Стерх намочил какое-то старенькое полотенце, и приложил его к шее. Боль стала определеннее, и это его порадовала. Чувствительность, и даже способность думать медленно возвращались. Он пошел в комнату.
Книжки стояли на полках. Кульман и стеллажик с чертежами, свернутыми трубочкой, блистали чистотой. Стол рядом с кульманом был прибран, как на военном корабле перед адмиральской проверкой. Стерх открыл ящики стола, обычные карандаши, пачки бумаг, и никаких рисунков. Потом он развернул чертежи – фасады домов, какие-то конструкции, и опять ни одного рисунка. Обыскал книжные полки, иногда разворачивая самые крупные книги, иногда сдвигая или даже раскрывая их, в надежде отыскать что-то заложенное между ними или в них – снова ничего.
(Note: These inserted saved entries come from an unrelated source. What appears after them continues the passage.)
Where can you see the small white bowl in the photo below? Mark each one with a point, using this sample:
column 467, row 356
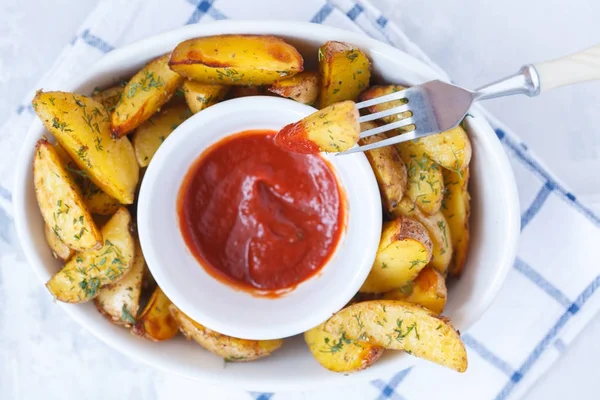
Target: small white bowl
column 216, row 304
column 495, row 219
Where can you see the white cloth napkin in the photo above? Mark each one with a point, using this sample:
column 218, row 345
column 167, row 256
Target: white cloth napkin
column 549, row 295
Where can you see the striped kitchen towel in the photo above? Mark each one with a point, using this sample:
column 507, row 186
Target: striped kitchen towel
column 549, row 295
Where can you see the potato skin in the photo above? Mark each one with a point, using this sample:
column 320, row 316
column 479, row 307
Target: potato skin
column 331, row 129
column 120, row 301
column 396, row 325
column 302, row 87
column 456, row 207
column 344, row 71
column 437, row 226
column 450, row 149
column 143, row 95
column 199, row 96
column 388, row 167
column 427, row 290
column 236, row 59
column 404, row 250
column 60, row 201
column 230, row 348
column 152, row 133
column 156, row 322
column 82, row 127
column 86, row 272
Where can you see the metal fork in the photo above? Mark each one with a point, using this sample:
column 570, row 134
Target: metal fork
column 438, row 106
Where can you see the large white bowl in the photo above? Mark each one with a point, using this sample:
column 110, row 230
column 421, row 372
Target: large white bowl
column 494, row 219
Вдруг что-то заставило его обернуться. Странно, что раньше он не обратил внимание на этот взгляд, упертый ему между лопаток… Но это оказалась лишь фотография. Марина, в той же позе, как он видел ее на фотографии в бумажнике Халюзина. Даже на миг показалось, что это одна и та же фотография. Стерх подошел к ней, дешевая проволочная рамочка, не очень новое, тонкое стекло. Повинуясь какому-то импульсу, Стерх поднял ее и увидел на обоях чуть светлый след. Понятно, ясными днями через окно на стол и кульман падал свет солнца, вот обои и выгорели. Он уже опустил рамочку, как вдруг вздрогнул. Поднял снова, проверил. Так и есть, треть сантиметра, не больше, отличали рамку от следа на обоях. А может и нет… Это было важно, это должно было что-то значить, вот только Стерх не мог понять, что именно. Подумал, покрутил рамку и только тогда сообразил, что сама рамка сдвинулась в сторону. Вот это уже уликой быть не могло, потому что он ее поднимал.
Теперь следовало подумать. Стерх сел в кресло, подышал, стараясь понять, что произошло с его легкими, поднялся, подошел к двери. Так и есть, между шкафом и дверью было пространство, предназначенное для того, чтобы дверь не била в шкаф. Тут-то его и ждали – умно, просто, и как показала практика, эффективно.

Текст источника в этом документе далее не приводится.